Activism in sports is a… touchy subject, to say the least.
You’ve got your diehard “sports and politics are SEPARATE!” folks (who, interestingly enough, don’t speak up when an an athlete supports their views) and the “athletes HAVE to talk about politics” people (who will praise an athlete for agreeing with their stance and shame an athlete for having opposing views).
And then there are the more moderate: people like myself, who think that athletes should speak up and should be given the opportunity to speak their opinions, but that it should not be an expectation of them.
The feature I’m writing is on Julianna Iafallo, a player on the Buckeyes Women’s Ice Hockey team. She’s a forward and wears number 18.
My interest in her was piqued when I saw that she was from Buffalo, New York (a fellow Western NY’er, seeing as I’m from Rochester, NY) and that she’d played on the Buffalo Bison women’s AHL team.

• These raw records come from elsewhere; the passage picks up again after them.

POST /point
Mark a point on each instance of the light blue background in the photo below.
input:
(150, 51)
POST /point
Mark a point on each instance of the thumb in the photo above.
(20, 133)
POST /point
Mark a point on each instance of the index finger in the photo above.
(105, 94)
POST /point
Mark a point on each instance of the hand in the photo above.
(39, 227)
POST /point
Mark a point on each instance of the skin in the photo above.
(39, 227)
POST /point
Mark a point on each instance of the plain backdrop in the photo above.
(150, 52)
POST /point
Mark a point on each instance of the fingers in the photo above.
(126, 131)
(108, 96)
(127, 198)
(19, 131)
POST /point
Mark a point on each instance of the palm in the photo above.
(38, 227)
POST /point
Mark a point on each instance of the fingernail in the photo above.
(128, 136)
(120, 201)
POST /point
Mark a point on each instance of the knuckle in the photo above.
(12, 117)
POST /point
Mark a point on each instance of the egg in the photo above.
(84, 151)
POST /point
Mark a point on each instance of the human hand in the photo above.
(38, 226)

My angle took a lot of time to decide on, to be honest. I realized early on that only wanting to talk to her because she was from Buffalo wasn’t going to be enough if I wanted to have a really impressive feature.
I’ve always been, at least in part, against pulling gossip and drama into the world of sports, especially if A. the gossip has nothing to do with the player’s performance in the game, B. is being published without the consent of the player to talk abouft it, or C. it’s all speculative and there to generate ‘clicks’ instead of having any sort of journalistic integrity.
That aside, there’s definitely a place for gossip in sports. The audience demands it, and if a sports site wants views over their competition, they’ll publish the drama or gossip.